Un autre point aveugle est l'absence de reconnaissance de l'intentionnalité de l'agresseur. Sa volonté de nuire, de détruire, de faire souffrir le plus possible, d'opprimer, de réduire sa victime à une chose, de la déshumaniser pour son intérêt et son plaisir, et même, comble de la cruauté, d'en jouir, est escamotée. Seules ses rationalisations et la mise en scène mensongère montée pour s'absoudre de toute culpabilité sont relayées et prises pour argent comptant (Sironi, 1999). Penser que la violence est une atteinte aux droits de celui qui la subit, une atteinte à son intégrité physique et psychique, qu'en aucun cas elle n'est légitime (sauf dans le cadre étroit et bien défini de la légitime défense, et si aucun autre recours n'est possible) et que l'agresseur est coupable d'y avoir recours et qu'il a tout intérêt à essayer de se défausser, n'est malheureusement pas le réflexe immédiat de la plupart des gens, ni même des professionnels censés prendre en charge les victimes et faire respecter la loi.

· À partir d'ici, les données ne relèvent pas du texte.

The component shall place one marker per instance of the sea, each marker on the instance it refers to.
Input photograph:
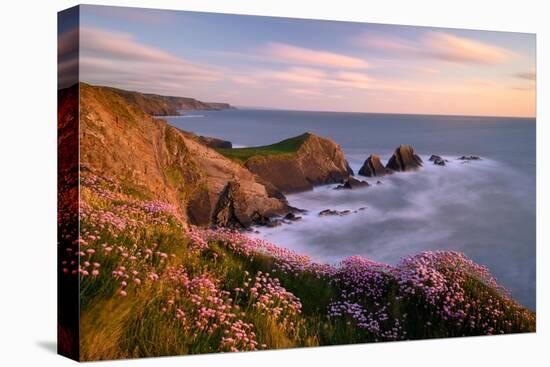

Le point aveugle principal de ce système est l'absence de recours à la loi. Il fait l'impasse sur le fait qu'en tout état de cause l'agresseur n'a pas le droit de commettre ces violences et que, comme tout citoyen, il n'est pas censé ignorer la loi ! Alors que la victime n'a transgressé aucune loi. Une femme a tout à fait le droit de se promener seule la nuit, de porter une jupe fendue ou une robe décolletée, d'être très maquillée, de boire de l'alcool, de prendre un café chez un ami, en aucun cas cela ne signifie qu'elle est disponible sexuellement, et la violer est un crime.
Concernant les violences conjugales, 10 % des femmes en ont subi dans l’année écoulée ; pour les viols, les chiffres sont aussi effrayants : 75 000 femmes sont violées par an, et plus de 150 000 si l’on rajoute les mineures ! Une femme meurt tous les deux jours et demi sous les coups de son conjoint en France.